Leonardo da Vinci era strabico. Questo rivela una ricerca condotta a Londra dal neuroscienziato Christopher W. Tyler con a fianco un team di medici della Optometry and Vision Sciences School della City University.

Nello specifico pare che l’artista soffrisse di una particolare disfunzione visiva chiamata exotropia. Secondo lo studio di Tyler, un occhio di Leonardo era affetto da una forma intermittente di strabismo. Come conseguenza il suo cervello avrebbe di tanto in tanto “spento” l’occhio deviato, permettendo al pittore di passare da una visone bioculare a una monoculare. Da questa particolarità sarebbe nato il suo incredibile talento nel cogliere quei dettagli che trasmettono la caratteristica profondità delle sue opere.

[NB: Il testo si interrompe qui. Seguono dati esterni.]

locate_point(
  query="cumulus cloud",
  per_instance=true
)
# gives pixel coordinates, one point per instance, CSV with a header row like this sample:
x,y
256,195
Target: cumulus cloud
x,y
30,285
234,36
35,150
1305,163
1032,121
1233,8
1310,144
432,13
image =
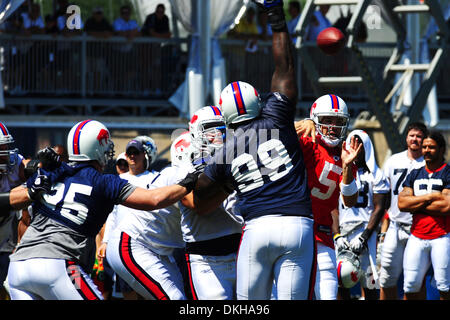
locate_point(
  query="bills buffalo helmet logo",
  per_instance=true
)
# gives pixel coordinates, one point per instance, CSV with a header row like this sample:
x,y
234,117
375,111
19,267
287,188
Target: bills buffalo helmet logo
x,y
103,135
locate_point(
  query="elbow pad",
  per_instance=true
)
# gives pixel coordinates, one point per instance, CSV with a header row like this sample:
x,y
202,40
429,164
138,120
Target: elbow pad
x,y
5,206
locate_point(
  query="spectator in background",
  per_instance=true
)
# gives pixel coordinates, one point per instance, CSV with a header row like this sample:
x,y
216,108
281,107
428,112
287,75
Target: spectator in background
x,y
318,23
61,8
121,164
157,24
294,11
50,24
264,28
32,20
124,25
97,25
69,19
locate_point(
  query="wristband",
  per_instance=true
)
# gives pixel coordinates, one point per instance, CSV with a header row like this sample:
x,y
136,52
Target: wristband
x,y
349,189
5,206
337,235
366,234
276,19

Il difetto, secondo il ricercatore inglese, si sarebbe trasformato in un punto di forza per Leonardo da Vinci: l’alternanza 2D e 3D avrebbe spinto il grande artista a cercare di riprodurre la tridimensionalità in modo realistico.

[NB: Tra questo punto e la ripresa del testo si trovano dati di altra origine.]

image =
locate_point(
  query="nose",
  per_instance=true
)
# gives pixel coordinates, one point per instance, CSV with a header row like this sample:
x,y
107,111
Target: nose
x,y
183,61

Il Codice Leicester a Firenze per i 500 anni dalla morte di Leonardo

E mentre in Inghilterra ci si interroga sullo strabismo del genio toscano, a Firenze è tutto predisposto per accogliere di nuovo, dopo ben 36 anni, il Codice Leicester.

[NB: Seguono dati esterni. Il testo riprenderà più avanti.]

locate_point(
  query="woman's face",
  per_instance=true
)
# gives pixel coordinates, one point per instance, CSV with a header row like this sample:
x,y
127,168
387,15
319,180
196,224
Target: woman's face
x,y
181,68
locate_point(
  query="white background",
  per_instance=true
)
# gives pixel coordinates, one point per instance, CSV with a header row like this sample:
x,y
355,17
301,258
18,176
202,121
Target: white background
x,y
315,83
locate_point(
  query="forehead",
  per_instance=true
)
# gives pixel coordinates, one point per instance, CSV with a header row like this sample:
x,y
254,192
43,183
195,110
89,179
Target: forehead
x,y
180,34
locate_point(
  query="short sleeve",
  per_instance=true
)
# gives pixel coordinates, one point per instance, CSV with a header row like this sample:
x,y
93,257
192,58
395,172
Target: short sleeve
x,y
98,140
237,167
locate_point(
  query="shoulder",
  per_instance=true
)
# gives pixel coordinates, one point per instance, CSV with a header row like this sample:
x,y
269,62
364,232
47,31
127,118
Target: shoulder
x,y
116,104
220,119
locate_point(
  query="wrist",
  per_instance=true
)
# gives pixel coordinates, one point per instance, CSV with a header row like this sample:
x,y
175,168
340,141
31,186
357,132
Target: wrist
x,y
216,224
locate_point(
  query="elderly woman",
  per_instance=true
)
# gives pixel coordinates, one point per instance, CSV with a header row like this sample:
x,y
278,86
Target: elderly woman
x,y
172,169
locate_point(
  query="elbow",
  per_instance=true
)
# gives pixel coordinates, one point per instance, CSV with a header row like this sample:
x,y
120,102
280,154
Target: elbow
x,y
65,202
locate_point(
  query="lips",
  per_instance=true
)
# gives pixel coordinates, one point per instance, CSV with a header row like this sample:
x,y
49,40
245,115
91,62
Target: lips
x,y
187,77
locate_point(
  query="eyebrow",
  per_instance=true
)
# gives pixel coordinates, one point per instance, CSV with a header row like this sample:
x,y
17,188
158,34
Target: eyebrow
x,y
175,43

Conosciuto anche come Codice Hammer, il manoscritto oggi appartiene a Bill Gates. L’imprenditore statunitense lo ha prestato alle Gallerie degli Uffizi in occasione della mostra che si terrà dal 29 ottobre 2018 al 20 gennaio 2019, evento eccezionale che anticiperà le celebrazioni mondiali dei 500 anni dalla morte dell’artista.

Il Codice Leicester sarà il fiore all’occhiello della mostra intitolata “L’Acqua Microscopio della Natura” curata da Paolo Galluzzo e realizzata dagli Uffizi e dal Museo Galileo, con il contributo di Fondazione CR Firenze.

Com’è facile intuire, il tema dell’esposizione sarà l’acqua, insieme all’ambiente, argomenti molto cari a Leonardo che rappresentano il fil rouge dei 72 fogli del famoso manoscritto.

L’intera opera, ricca di annotazioni e disegni dell’artista, sarà esposta nell’Aula Magliabechiana degli Uffizi. Grazie a un ausilio multimediale all’avanguardia i visitatori avranno la possibilità di sfogliare e leggere ogni foglio su schermi digitali.

Il Codice di Hammer risale al periodo di maggiore attività artistica e scientifica del genio toscano, gli anni tra il 1504 e il 1508. Oltre al manoscritto la mostra ospiterà alcuni straordinari disegni realizzati da Leonardo sempre in quegli anni e prestati da importanti istituzioni italiane e straniere.